StratoSpera 3, the third flight of the StratoSpera Italian high altitude balloon project by Associazione ISAA, went way beyond our expectations. In late 2010 StratoSpera 1 reached a maximum altitude of 27,600 m in the stratosphere and took an eerie photo of its burst balloon. Not a bad maiden flight. The following spring StratoSpera 2 went lower, just 20,123 m, and didn’t break the 30,000 m altitude goal we had hoped for the project. StratoSpera 3, which we launched on September 10, 2011, did break that barrier. And blew our minds.
The StratoSpera 3 GPS unit recorded a maximum altitude of 39,614 m, which at the time was the fourth highest amateur balloon flight (see Records -> Altitude -> Highest) and is probably still the first in Italy. This is not far from the altitude range, around 45,000 m, where booster separation occurred during Shuttle launches. To put this in context, the highest altitude ever reached by a balloon is around 53,000 m.
There was another treat. Unlike similar launches to the highest altitudes back then, the StratoSpera 3 payload included a camera that took from 39.591 m the highest photo by an amateur ballon at the time. However, not everything went smoothly. The camera battery died shortly after the balloon burst, so we don’t have descent images.
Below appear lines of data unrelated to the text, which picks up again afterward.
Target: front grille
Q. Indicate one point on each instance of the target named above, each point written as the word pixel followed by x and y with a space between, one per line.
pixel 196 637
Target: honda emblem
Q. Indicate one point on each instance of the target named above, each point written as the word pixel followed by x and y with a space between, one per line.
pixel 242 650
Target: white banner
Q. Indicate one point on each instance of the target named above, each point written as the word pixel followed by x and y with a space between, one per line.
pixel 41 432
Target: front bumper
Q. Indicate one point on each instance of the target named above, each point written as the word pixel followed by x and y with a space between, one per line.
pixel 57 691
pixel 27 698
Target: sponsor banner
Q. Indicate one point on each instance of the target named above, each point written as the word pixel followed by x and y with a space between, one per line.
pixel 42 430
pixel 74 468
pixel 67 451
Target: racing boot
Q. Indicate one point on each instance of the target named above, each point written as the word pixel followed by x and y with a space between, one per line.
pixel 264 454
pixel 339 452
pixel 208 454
The StratoSpera 4 launch is scheduled for May 26, 2012. We wouldn’t mind repeating and exceeding that carefully planned engineering process known as sheer luck. But, having temporarily satisfied our thirst for altitude, this time we will focus on experimentation.
We will use a cluster of three balloons, rather than a single one, to evaluate its ability to stabilize the payload. This would be useful, for example, for imaging in low lighting conditions. A wide field mini camera mounted in the upper section of the gondola facing upwards, code-named Polifemo (Polyphemus), will image the balloons to help study their dynamics. It will complement the set of environmental and engineering sensors (temperature, pressure, humidity, radiation, voltage, and more) we usually fly.
Polifemo is controlled by an Arduino board. It is the first experimental external payload connected via a specified interface to the BSM-2 on-board computer, running the BeRTOS open-source operating system, developed by our sponsor Develer. This architecture will support third-party payloads, which we hope to open to external collaborations for educational activities. And maybe bring them again where Shuttles dared.